Woodbury resident Mark Doree is confident when utilities like cable, gas and phone lines break, the service providers will fix it.
But when it comes to his curb stop, he wondered "When does it become the homeowner's responsibility?"
The city of Woodbury saw a jump in curb stop repairs during the winter of 2011, and a couple more in 2012.
For some residents, it was a surprising expense of up to $6,500 to fix a broken curb stop that's part of their water service line and something they didn't even realize they had.
The issue became a concern for homeowners as well as City Council because there is no clear understanding of whose responsibility it is to fix.
City Council discussed curb stops once again at a workshop meeting Wednesday, and came up with a new way to finance repair costs.
A curb stop is a valve in the residential water service line that's meant to turn the water off and on to a single home without affecting others.
The location of the valve is between the water main and the house, varying from home to home.

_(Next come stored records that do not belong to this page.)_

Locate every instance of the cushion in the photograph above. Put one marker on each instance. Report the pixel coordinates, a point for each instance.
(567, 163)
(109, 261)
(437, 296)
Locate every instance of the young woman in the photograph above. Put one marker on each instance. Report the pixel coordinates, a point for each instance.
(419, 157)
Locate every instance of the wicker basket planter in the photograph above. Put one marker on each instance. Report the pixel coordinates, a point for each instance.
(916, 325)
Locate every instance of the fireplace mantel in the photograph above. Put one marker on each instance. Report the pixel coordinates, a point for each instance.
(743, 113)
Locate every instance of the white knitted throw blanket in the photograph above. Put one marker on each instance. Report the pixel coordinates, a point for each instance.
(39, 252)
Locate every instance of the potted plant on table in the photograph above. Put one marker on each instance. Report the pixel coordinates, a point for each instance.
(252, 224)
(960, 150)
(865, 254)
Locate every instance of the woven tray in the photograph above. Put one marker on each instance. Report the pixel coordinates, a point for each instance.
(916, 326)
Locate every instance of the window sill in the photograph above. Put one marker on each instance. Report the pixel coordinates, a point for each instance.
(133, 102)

Except for townhome developments, each single family house should have its own curb stop.
Curb stops, along with the water service line to a residence, are located six to 10 feet underground, which means when they break during the winter, it costs more to dig through frost, according to city staff.

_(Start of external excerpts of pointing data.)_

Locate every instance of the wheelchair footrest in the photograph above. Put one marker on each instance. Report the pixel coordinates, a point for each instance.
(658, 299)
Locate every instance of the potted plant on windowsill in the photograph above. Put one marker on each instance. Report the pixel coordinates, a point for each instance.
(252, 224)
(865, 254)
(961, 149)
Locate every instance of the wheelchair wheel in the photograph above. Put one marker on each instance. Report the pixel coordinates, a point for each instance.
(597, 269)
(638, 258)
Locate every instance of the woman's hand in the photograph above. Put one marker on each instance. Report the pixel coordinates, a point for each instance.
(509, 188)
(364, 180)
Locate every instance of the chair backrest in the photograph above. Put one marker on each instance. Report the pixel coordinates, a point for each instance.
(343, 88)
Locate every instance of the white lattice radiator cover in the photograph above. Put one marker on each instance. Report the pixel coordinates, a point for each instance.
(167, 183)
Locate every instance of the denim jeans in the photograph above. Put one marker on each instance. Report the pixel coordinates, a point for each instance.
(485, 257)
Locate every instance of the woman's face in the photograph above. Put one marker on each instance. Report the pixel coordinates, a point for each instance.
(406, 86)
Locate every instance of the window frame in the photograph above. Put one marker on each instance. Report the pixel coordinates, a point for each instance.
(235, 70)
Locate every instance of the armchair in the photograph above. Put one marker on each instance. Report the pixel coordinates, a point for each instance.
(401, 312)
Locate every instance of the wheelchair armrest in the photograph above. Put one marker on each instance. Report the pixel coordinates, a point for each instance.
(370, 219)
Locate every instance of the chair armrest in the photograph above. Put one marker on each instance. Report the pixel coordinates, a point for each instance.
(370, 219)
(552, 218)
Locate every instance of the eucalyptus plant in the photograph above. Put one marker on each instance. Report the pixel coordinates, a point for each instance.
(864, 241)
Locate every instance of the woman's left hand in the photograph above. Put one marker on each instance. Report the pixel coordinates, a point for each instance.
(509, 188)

There is a vertical pipe attached to the curb stop that's set at ground level and allows operation of the curb stop.
The current city code leaves homeowners responsible for any leaks and repairs done between the main water lines to the house, including curb stops.
In the case of a leak, contamination may occur in the rest of the public water supply.

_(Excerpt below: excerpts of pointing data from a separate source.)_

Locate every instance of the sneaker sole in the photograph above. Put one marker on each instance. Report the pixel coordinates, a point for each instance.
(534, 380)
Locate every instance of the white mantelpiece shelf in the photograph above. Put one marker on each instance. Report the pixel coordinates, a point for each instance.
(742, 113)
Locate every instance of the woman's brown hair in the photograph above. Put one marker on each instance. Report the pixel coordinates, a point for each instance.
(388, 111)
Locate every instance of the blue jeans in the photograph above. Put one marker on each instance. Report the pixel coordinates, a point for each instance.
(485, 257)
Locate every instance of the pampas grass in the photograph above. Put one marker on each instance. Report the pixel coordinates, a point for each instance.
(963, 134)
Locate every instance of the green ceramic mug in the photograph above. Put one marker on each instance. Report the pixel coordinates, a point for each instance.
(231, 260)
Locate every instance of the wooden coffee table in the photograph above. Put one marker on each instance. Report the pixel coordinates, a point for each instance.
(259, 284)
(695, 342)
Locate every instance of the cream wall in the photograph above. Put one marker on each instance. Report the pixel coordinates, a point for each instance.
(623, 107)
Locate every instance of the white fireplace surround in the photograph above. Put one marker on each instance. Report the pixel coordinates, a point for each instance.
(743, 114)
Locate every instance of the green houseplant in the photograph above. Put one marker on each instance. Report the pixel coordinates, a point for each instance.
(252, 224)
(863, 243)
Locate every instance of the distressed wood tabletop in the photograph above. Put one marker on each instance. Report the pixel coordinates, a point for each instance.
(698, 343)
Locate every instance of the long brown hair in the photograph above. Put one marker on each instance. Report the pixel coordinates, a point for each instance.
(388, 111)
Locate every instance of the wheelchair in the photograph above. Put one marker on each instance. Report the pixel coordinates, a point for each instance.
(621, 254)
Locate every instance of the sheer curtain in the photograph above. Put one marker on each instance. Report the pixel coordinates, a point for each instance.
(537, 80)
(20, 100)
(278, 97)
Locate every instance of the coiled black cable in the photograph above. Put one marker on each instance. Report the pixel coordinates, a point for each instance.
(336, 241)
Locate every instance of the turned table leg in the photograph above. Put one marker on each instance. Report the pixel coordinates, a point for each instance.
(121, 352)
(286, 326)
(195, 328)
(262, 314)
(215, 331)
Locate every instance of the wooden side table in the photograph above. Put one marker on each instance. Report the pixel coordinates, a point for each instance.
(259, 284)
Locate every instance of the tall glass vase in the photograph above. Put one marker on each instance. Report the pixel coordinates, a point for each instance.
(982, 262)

Although no official vote was taken, City Council decided to add a financing option to the current ordinance.
"I just think that's a lot to ask of people," Council Member Amy Scoggins said of the costs to repair curb stops, adding that the word "delinquent" shouldn't be applied in this case when residents don't pay the bill.
A repayment plan of up to 10 years with interest and a fee schedule would be established if homeowners chose that route, according to the new option.
Along with amending the policy, city staff plans to publish information regarding insurance plans that homeowners can purchase to protect their curb stops.
Council members said they didn't think it was feasible for the city to take on all repair costs done on curb stops.
Council Member Julie Ohs said people should expect things to break every now and then in older homes.
Council Member Paul Rebholz said it should be clear to homeowners from the get-go that curb stops are part of the home during construction.
He said in future developments, instead of assessing the costs of curb stops on a one-third homeowner, two-thirds city basis, the homeowner would pay 100 percent of their installation.
"That's the nature of how this stuff works," Rebholz said, adding that way "there is some purchasing power."
Staff said if the city were to take on responsibility of every curb stop that breaks, it would add up to at least $35,000 a year.
Additionally, the city would have to raise water rates for all residents.
As the city ages, those costs will keep rising, Public Works Director David Jessup said.
"Sooner or later, these are all going to fail," he said. "While today we're seeing a small number, some day we won't see small numbers."